Butler received his bachelor of science degree in physics from the University of Vermont and his master of science in engineering degree in materials science from the University of Pennsylvania before beginning his doctoral program in electrical engineering at Penn State in 2018. 

In April 2020, Butler initiated and became president of the Penn State Electrochemistry Club, later becoming an official ECS student chapter. 

“At that point we were working remotely, and I thought it would be a good idea to join a student organization to keep in touch with other students who shared an interest in electrochemistry,” he said, noting that no organization existed at Penn State at the time. “It seemed like a good opportunity to start a student chapter of ECS here, and I was very fortunate in that my adviser, research group members and many other students and faculty were supportive and helpful throughout the entire process.”

The organization is now in its second year and growing, despite the challenges of establishing the chapter during remote learning and instruction. 

“The chapter has about 30 members, and we have gotten to know one another much better over the past year,” Butler said. “It has been a great learning experience so far, and we are looking forward to continuing to grow and promote electrochemistry at Penn State.”

The results of Butler’s summer research will be published in the 2021 winter issue of Interface, the ECS’s quarterly member magazine.

The Electrochemistry Society (ECS)  

ECS, a prestigious nonprofit professional society, has led the world in electrochemistry, solid state science and technology, and allied subjects since 1902. By publishing research, hosting meetings, fostering education and collaborating with other organizations, ECS advances scientific theory and practice.
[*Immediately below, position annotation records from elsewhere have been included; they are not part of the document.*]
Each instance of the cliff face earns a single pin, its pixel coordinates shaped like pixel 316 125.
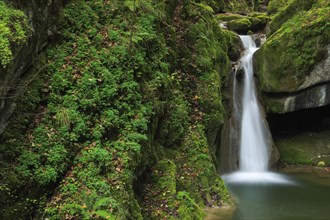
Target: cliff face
pixel 293 68
pixel 126 115
pixel 36 22
pixel 293 65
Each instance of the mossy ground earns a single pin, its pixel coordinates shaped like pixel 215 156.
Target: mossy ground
pixel 290 53
pixel 13 32
pixel 127 86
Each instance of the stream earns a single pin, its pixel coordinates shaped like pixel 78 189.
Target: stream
pixel 258 193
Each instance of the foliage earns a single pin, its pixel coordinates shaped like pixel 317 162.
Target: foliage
pixel 13 28
pixel 119 68
pixel 302 38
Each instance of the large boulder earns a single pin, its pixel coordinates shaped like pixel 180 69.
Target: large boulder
pixel 293 66
pixel 38 22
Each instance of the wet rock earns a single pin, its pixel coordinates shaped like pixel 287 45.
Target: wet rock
pixel 42 19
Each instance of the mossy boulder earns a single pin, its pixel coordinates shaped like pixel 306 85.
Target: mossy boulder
pixel 287 11
pixel 289 59
pixel 309 148
pixel 241 25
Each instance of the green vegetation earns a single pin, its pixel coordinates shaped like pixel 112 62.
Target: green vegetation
pixel 292 51
pixel 243 24
pixel 129 86
pixel 13 28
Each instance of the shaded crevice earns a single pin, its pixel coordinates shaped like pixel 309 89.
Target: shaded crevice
pixel 297 122
pixel 294 93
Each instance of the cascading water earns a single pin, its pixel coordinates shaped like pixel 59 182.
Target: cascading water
pixel 253 148
pixel 254 155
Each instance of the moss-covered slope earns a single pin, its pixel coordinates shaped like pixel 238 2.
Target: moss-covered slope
pixel 130 86
pixel 296 44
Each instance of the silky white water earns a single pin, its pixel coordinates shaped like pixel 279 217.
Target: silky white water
pixel 253 149
pixel 253 156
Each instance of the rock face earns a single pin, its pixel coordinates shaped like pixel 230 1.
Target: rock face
pixel 293 65
pixel 293 68
pixel 42 17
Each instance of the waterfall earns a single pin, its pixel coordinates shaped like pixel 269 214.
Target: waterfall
pixel 253 149
pixel 254 145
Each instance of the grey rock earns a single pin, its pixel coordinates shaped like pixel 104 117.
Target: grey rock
pixel 42 19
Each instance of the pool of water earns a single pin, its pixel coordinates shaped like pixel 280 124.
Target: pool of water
pixel 300 197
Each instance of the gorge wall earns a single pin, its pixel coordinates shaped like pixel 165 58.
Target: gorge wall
pixel 293 68
pixel 36 22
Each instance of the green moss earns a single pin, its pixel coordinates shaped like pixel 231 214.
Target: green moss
pixel 241 7
pixel 121 84
pixel 290 53
pixel 240 25
pixel 305 149
pixel 229 17
pixel 13 28
pixel 287 11
pixel 275 5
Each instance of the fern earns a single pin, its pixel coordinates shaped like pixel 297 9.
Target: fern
pixel 204 7
pixel 104 214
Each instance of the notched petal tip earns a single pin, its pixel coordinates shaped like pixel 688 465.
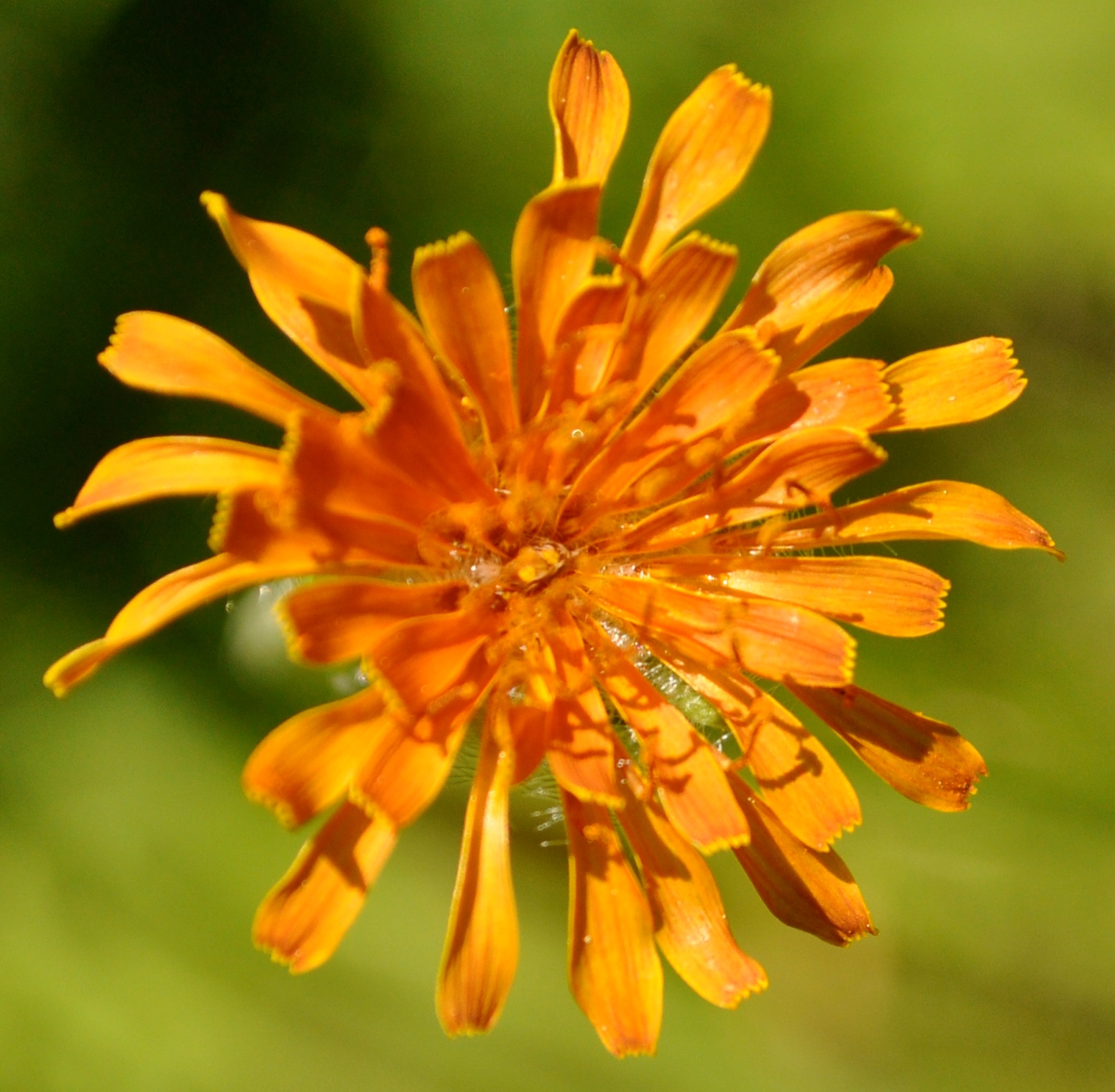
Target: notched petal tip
pixel 76 667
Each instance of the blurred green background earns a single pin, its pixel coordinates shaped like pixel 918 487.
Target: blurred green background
pixel 130 862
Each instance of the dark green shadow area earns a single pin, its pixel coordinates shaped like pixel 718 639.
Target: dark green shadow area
pixel 131 862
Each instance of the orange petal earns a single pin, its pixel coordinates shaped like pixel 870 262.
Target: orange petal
pixel 581 745
pixel 810 890
pixel 821 282
pixel 335 621
pixel 849 392
pixel 420 430
pixel 310 910
pixel 686 428
pixel 800 469
pixel 926 760
pixel 166 466
pixel 411 760
pixel 933 509
pixel 528 738
pixel 426 659
pixel 582 358
pixel 690 925
pixel 307 764
pixel 684 768
pixel 614 970
pixel 158 352
pixel 244 526
pixel 581 748
pixel 551 257
pixel 673 307
pixel 482 943
pixel 461 303
pixel 701 157
pixel 774 639
pixel 303 284
pixel 800 780
pixel 336 466
pixel 160 603
pixel 589 103
pixel 955 385
pixel 882 594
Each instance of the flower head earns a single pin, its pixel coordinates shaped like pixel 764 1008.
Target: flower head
pixel 549 535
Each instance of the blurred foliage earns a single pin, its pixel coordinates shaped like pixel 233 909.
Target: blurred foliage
pixel 131 864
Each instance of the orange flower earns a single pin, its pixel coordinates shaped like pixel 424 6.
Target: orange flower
pixel 547 535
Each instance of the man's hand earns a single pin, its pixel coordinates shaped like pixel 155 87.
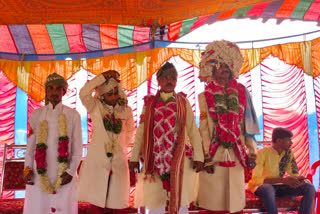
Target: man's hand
pixel 110 73
pixel 293 181
pixel 197 165
pixel 251 163
pixel 209 169
pixel 134 167
pixel 28 179
pixel 66 178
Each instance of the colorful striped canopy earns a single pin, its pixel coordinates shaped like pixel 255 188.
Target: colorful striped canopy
pixel 119 12
pixel 72 38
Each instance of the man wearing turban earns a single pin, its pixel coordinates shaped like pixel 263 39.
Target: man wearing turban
pixel 227 125
pixel 54 151
pixel 169 143
pixel 104 175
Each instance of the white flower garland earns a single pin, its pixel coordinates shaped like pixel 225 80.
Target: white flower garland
pixel 62 166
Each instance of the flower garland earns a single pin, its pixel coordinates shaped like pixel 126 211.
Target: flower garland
pixel 112 124
pixel 226 110
pixel 41 152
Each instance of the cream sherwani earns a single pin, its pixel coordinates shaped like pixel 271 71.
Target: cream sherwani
pixel 150 193
pixel 94 174
pixel 64 201
pixel 225 188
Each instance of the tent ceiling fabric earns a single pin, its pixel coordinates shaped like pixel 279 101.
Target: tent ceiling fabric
pixel 119 12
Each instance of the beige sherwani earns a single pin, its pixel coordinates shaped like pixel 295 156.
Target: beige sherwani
pixel 225 188
pixel 64 201
pixel 94 174
pixel 150 193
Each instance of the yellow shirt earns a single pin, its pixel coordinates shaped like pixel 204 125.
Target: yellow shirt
pixel 272 165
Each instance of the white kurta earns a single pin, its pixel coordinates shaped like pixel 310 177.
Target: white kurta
pixel 151 193
pixel 64 201
pixel 94 174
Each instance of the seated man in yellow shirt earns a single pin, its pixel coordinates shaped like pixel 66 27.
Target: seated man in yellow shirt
pixel 268 179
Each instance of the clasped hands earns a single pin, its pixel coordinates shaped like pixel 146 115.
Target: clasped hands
pixel 66 178
pixel 134 166
pixel 294 181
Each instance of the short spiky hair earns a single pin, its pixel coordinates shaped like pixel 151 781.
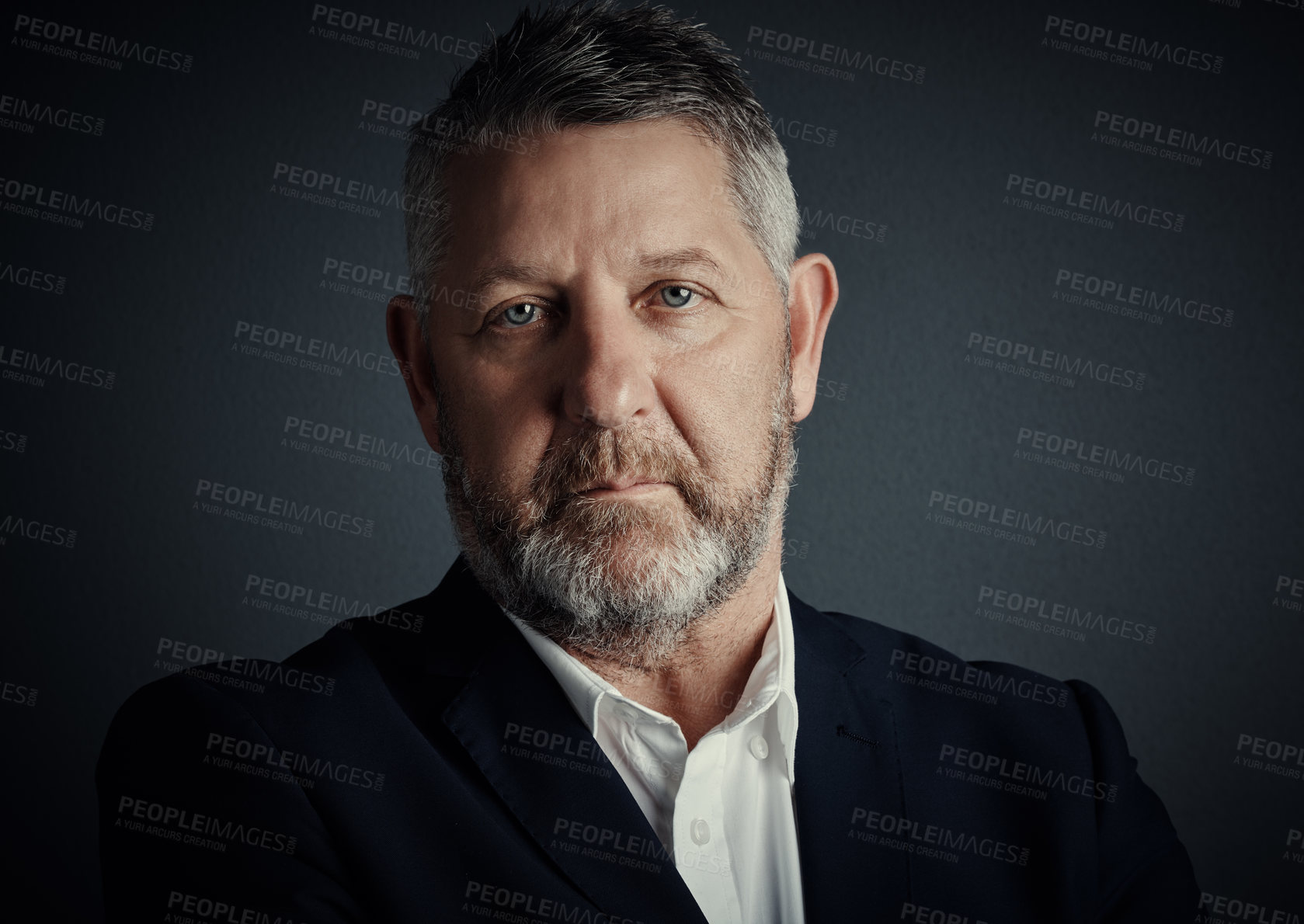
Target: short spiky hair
pixel 597 64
Our 8,000+ member community in 85+ countries develops innovative solutions to major global challenges. The ECS Digital Library, hosted on IOPscience, encompasses 160,000+ journal and magazine articles and meeting abstracts, and the Journal of The Electrochemical Society, the oldest peer-reviewed journal in its field. Scientists, engineers and industry leaders share relevant scientific developments, network and expand research horizons at ECS biannual, co-hosted and sponsored meetings. ECS welcomes students’ participation in the Electrochemical Society and hopes to play a helpful role in students’ transition to a practicing professional through the fellowship program and other opportunities.